An outline of why it is the case that $\frac{\text{MAD}}{\sigma}$ at the normal is $\Phi^{-1}(3/4)$ (where here $\text{MAD}$ is the median absolute deviation from the median).
For the normal, the population median is at $\mu$.
Then consider the distribution of $\frac{X-\mu}{\sigma}$. This is just a standard normal. Hence $\frac{|X-\mu|}{\sigma}$ is the absolute value of a standard normal. Its median will be the value $m$ such that the standard normal has half the area between $-m$ and $m$. We already know that half the distribution is between the first and third quartile, so $m$ is the upper quartile.

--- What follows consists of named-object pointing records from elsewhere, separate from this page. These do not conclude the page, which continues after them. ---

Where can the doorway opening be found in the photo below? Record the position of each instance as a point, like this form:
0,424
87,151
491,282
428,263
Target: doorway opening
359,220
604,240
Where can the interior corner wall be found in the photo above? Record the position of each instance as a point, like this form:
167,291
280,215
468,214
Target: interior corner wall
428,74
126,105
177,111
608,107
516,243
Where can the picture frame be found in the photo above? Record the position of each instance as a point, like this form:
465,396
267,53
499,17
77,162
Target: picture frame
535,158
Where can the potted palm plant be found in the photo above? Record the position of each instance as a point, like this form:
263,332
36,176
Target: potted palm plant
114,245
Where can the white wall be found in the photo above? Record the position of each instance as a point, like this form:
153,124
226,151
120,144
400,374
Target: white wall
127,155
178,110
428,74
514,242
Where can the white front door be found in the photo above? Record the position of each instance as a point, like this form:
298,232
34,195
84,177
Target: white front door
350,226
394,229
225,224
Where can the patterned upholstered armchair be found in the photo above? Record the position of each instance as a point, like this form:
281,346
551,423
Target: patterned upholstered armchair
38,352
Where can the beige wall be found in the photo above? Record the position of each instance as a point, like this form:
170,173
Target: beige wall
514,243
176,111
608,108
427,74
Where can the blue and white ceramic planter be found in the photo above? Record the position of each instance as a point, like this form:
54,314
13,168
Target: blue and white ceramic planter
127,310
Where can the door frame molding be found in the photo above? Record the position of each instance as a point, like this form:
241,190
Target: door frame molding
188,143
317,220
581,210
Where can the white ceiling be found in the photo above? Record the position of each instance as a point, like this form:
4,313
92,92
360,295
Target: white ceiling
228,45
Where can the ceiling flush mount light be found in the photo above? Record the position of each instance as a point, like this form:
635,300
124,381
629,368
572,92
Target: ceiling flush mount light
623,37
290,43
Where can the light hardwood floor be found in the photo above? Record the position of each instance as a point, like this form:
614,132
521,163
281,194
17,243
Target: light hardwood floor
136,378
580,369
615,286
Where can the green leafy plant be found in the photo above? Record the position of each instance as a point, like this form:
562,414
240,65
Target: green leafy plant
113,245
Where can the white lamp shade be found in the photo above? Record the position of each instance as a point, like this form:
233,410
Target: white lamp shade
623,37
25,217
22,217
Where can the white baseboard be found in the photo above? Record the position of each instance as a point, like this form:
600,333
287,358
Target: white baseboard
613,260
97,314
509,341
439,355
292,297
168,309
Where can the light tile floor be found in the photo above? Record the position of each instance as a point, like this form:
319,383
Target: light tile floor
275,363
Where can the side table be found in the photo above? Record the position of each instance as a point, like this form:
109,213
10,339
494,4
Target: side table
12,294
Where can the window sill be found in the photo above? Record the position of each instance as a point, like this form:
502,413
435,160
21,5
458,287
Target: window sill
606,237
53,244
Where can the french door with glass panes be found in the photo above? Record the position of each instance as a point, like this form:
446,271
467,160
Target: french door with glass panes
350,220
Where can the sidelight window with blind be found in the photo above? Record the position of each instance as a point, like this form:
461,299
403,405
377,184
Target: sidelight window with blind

Consequently in a general normal distribution, the ratio $\frac{\text{MAD}}{\sigma}$ is the upper quartile, $\Phi^{-1}(3/4)$.
Now for the normal (and indeed in other symmetric distributions with finite mean with positive density at the median) the sample median is consistent as an estimator of $\mu$, so $X-\tilde{x}$ will asymptotically go to $X-\mu$, and so in turn asymptotically the median of $|X-\tilde{x}|$ will be the median of $|X-\mu|$.
As a result, to get a consistent estimator of $\sigma$ from the MAD (median absolute deviation from the median) for a random sample from a normal distribution, you divide the MAD by $\Phi^{-1}(3/4)$.